According to GFDRR-financed analysis, Brazil’s average annual losses from natural disasters are estimated at $3.9 billion, with most impacts felt in the housing sector and by the poorest, most vulnerable populations. Rapid unplanned urbanization since the 1960s has resulted in development on unsafe areas (floodplains, steep hillside slopes) and exposed urban residents and public infrastructure to natural hazards. Between 2009 and 2014, nearly every highly populated municipality in Brazil was affected by floods and about 50,000 low-income homes were destroyed.
Government Priorities
Brazil increasingly is moving from response-oriented to proactive disaster risk management (DRM) and investing to ensure DRM continuity by building technical capacity at the federal, state, and municipal levels.
In 2012, the government invested in measures to produce risk information that supports informed decision-making and improves risk-management strategies. One of these actions created a National Natural Disasters Database.
The federal government is now responsible for preparing the National Civil Protection and Defense Plan and for identifying the most disaster-prone municipalities. And all municipalities are newly required by law to follow disaster risk management guidelines.
To further advance its DRM agenda, the government is prioritizing the following:
- Improving infrastructure resilience and urgan and land-use planning;
- Strengthening DRM institutions, laws, and programs at all levels of government; and,
- Enhancing the field of DRM nationwide.
Since 2011, GFDRR has supported mainstreaming disaster and climate resilience into Brazil’s broader development agenda, including in urban areas.
Drought is an issue in Brazil and since 2012, the semiarid Northeast has been suffering from prolonged drought, which is already in its fifth consecutive year. Newly approved GFDRR activities will implement an agriculture drought monitoring and prediction system pilot in Brazil’s Ceará State, using technology developed by the Government of Japan.
Under the City Resilience Program, two cities from Brazil (Manaus and Porto Alegre) participated in the Comprehensive Financial Solutions for City Resilience Conference in Bangkok, Thailand in November 2017. Moving forward, both cities will be preparing a concrete Capital Investment Plan to enable the mobilization of various sources of private capital to finance resilient urban infrastructure.
With help from GFDRR, Brazil is strengthening the disaster resilience of federal highway infrastructure. Activities are supporting preliminary diagnostics of current DRM frameworks for federal road infrastructure, identifying priority actions to strengthen road infrastructure climate resilience to be included in a potential future World Bank lending operation.

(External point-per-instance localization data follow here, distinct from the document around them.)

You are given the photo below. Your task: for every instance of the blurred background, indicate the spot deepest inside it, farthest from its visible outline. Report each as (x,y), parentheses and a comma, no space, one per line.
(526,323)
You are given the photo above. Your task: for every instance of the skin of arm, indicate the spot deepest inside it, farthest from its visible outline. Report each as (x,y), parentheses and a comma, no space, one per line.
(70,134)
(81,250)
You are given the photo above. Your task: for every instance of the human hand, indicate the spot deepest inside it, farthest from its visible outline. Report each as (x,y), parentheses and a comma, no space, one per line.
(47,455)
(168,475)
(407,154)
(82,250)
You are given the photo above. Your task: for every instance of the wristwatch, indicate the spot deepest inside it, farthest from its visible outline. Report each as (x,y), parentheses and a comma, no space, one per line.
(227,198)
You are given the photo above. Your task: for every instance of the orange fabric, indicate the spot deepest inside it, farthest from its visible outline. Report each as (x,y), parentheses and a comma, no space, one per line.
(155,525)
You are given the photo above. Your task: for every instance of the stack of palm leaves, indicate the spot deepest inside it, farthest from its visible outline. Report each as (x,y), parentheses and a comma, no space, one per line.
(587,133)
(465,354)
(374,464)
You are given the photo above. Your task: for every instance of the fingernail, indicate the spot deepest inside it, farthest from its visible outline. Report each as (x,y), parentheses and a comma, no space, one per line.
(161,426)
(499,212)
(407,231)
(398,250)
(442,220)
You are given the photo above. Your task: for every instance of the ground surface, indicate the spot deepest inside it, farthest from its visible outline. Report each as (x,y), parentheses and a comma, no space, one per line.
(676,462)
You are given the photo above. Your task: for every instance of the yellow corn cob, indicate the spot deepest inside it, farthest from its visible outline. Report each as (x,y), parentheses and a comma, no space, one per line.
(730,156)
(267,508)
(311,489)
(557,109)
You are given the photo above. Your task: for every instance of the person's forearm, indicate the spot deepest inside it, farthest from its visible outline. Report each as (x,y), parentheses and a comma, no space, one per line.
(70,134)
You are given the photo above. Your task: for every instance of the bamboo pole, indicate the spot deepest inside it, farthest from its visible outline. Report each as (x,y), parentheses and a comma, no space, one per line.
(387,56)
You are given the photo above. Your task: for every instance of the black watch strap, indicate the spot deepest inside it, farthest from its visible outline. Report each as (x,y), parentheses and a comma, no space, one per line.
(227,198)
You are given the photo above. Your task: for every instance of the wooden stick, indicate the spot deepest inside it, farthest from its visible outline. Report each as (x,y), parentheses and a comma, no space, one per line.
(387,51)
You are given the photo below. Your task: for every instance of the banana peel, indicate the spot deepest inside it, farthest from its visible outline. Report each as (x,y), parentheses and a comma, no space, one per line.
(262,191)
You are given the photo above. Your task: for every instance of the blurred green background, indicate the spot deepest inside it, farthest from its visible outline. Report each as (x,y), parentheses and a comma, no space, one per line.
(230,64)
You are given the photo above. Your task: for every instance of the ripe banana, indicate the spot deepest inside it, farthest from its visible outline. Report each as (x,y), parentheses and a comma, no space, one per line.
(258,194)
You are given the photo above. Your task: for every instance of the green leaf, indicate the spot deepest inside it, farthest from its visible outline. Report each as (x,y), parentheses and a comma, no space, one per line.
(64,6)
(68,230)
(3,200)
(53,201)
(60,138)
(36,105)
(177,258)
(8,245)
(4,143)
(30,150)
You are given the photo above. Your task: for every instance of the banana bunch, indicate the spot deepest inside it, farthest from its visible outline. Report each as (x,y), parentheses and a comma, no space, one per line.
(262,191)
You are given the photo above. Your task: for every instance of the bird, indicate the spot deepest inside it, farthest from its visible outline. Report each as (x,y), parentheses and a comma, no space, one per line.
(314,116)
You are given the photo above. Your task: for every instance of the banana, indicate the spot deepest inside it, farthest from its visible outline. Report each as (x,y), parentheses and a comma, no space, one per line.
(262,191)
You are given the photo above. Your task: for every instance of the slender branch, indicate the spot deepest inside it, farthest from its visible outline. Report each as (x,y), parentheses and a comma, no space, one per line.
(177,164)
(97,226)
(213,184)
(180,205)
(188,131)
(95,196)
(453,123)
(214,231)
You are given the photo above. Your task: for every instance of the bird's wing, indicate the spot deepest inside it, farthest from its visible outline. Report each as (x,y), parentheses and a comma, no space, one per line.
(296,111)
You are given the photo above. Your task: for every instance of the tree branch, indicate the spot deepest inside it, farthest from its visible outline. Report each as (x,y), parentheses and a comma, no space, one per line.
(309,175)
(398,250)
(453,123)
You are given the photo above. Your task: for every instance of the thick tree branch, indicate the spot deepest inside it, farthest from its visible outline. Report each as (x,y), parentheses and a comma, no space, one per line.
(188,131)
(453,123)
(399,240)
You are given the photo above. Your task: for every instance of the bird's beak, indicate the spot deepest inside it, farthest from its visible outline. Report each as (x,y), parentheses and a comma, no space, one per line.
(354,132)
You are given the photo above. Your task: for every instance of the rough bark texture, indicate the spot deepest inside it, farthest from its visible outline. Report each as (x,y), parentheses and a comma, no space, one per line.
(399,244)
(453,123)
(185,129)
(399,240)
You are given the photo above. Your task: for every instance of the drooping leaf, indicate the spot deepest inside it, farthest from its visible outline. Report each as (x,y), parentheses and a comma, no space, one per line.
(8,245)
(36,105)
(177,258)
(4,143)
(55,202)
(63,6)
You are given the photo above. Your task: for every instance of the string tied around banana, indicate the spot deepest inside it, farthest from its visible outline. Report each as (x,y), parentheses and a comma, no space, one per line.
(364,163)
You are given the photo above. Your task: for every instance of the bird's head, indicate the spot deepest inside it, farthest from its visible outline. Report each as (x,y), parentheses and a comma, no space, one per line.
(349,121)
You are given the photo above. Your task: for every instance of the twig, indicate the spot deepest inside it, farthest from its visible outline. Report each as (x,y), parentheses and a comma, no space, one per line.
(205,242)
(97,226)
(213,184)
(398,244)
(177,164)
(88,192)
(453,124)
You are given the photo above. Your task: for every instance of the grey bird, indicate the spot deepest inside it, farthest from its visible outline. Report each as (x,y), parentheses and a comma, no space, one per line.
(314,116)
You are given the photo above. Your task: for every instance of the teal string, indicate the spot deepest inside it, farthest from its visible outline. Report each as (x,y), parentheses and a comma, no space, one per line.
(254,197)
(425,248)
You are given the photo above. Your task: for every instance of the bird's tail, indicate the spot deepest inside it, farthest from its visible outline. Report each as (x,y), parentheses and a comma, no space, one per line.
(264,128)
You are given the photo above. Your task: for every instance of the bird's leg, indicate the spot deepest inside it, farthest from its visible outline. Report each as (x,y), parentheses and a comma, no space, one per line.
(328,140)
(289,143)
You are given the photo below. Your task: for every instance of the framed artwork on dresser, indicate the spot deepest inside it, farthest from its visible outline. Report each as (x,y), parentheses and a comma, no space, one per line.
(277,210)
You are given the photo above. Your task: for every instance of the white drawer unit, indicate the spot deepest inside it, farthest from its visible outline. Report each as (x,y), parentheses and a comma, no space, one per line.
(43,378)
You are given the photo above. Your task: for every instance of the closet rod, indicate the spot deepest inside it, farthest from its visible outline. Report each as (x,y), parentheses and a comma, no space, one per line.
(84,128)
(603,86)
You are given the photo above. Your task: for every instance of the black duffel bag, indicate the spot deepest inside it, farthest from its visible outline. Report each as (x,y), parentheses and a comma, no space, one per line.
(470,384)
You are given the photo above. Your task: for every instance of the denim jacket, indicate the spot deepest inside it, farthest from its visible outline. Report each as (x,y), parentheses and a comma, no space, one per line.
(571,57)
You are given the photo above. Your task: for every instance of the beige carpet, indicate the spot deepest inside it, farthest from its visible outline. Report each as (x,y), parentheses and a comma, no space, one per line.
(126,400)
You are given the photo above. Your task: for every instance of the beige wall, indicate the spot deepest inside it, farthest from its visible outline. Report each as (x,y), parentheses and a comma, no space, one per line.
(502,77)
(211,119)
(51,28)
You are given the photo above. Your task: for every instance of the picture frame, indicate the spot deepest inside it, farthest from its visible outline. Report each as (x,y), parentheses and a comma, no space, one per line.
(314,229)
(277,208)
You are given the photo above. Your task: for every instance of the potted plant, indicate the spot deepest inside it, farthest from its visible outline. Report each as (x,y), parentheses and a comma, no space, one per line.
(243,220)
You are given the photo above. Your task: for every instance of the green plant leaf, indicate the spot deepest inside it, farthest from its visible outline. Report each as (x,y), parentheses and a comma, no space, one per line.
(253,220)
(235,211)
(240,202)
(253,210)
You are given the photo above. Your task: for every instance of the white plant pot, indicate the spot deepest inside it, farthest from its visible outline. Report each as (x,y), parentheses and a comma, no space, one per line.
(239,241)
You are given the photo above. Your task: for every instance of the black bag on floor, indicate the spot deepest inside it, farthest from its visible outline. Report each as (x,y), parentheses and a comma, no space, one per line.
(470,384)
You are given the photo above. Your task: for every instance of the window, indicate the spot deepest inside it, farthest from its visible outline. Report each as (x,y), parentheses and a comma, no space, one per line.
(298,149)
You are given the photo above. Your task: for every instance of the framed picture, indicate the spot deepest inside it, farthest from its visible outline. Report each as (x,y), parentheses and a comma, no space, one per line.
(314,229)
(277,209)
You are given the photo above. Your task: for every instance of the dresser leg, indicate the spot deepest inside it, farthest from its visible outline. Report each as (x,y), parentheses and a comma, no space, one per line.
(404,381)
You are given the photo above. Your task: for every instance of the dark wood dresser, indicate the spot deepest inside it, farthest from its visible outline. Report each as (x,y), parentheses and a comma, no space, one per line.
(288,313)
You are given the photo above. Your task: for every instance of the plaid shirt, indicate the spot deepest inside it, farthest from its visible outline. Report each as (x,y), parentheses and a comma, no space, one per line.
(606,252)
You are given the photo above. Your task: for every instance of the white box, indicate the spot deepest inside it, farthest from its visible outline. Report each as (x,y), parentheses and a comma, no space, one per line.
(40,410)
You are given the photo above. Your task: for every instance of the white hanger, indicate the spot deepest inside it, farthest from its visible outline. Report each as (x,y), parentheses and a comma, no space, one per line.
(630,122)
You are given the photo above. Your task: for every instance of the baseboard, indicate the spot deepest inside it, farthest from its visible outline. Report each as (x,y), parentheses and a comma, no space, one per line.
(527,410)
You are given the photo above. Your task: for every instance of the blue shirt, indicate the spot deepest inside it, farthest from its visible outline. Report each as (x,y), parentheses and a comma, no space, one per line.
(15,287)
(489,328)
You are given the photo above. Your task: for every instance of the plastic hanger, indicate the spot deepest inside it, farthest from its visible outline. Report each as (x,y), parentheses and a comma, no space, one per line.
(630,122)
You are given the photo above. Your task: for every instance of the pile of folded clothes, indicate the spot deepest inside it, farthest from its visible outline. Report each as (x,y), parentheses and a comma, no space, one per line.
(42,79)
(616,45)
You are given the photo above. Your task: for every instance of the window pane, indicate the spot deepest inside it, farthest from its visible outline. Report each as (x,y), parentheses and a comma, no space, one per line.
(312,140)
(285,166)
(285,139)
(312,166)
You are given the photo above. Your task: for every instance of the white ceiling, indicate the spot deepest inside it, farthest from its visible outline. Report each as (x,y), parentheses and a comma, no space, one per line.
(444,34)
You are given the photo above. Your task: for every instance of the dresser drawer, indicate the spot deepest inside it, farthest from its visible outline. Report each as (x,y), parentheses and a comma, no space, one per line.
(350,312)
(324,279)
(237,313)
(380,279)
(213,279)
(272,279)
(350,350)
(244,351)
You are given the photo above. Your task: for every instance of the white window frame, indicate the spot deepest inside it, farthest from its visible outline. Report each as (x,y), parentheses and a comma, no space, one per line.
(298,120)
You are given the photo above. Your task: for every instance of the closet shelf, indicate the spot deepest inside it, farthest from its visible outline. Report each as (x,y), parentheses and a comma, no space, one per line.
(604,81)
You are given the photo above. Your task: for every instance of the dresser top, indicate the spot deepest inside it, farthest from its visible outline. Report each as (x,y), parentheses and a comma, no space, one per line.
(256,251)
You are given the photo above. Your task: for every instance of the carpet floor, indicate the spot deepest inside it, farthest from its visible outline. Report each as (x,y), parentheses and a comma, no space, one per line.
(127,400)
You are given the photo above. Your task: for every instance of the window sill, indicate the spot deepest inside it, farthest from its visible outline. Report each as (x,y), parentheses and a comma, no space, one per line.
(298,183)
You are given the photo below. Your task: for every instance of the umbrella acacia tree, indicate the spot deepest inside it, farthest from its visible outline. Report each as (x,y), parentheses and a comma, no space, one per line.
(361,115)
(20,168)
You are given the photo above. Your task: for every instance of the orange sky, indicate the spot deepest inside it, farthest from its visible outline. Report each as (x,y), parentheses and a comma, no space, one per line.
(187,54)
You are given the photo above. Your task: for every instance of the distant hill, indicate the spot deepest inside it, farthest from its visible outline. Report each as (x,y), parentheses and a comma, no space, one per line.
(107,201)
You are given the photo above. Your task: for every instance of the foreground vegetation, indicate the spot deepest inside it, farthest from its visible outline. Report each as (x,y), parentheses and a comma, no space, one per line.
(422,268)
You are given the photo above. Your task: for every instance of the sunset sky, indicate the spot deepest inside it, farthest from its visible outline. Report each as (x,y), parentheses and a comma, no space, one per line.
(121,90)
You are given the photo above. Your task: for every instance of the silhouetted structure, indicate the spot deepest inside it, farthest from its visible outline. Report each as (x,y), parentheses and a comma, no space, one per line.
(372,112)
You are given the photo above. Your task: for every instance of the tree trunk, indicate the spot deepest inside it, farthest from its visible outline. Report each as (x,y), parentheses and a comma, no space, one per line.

Initiated by GFDRR’s 2014 analysis of risk-financing options in Brazil, ongoing GFDRR-financed technical assistance has supported building capacity of planning, finance, and civil defense authorities at the municipal, state, and federal levels to assess the financial implications of disaster risks and make informed risk-reduction investments and risk-financing decisions.
In parallel, since 2014, GFDRR has supported technical assistance to improve national and municipal capacity to assess disaster risks and make informed risk reduction investments and risk financing decisions. For example, GFDRR activities supported the State of Santa Catarina in developing guidelines on probabilistic disaster risk assessments and ensuring innovative approaches to risk assessment are included in developing planning.
Initial GFDRR assistance began after the 2011 floods in Rio de Janeiro. GFDRR supported national-level capacity building to carry out Damage and Loss Assessments (DaLA), which concluded that natural hazard events from 2008, 2010, and 2011 cost as much as $9 billion in combined damages and losses. These DaLA findings led to a GFDRR-supported technical assistance to develop a national DRM plan and promote inter-agency collaboration to ensure its success.
Moving forward, GFDRR anticipates continued demand for:
- Institutionalizing DRM by enhancing cooperation among institutions and strengthening the national DRM plan;
- Building on the findings of the Risk Financing Options Report to strengthen the financial resilience of federal and state governments; and,
- Improving urban planning, natural-hazards management, and sub-national risk transfer to improve urban resilience.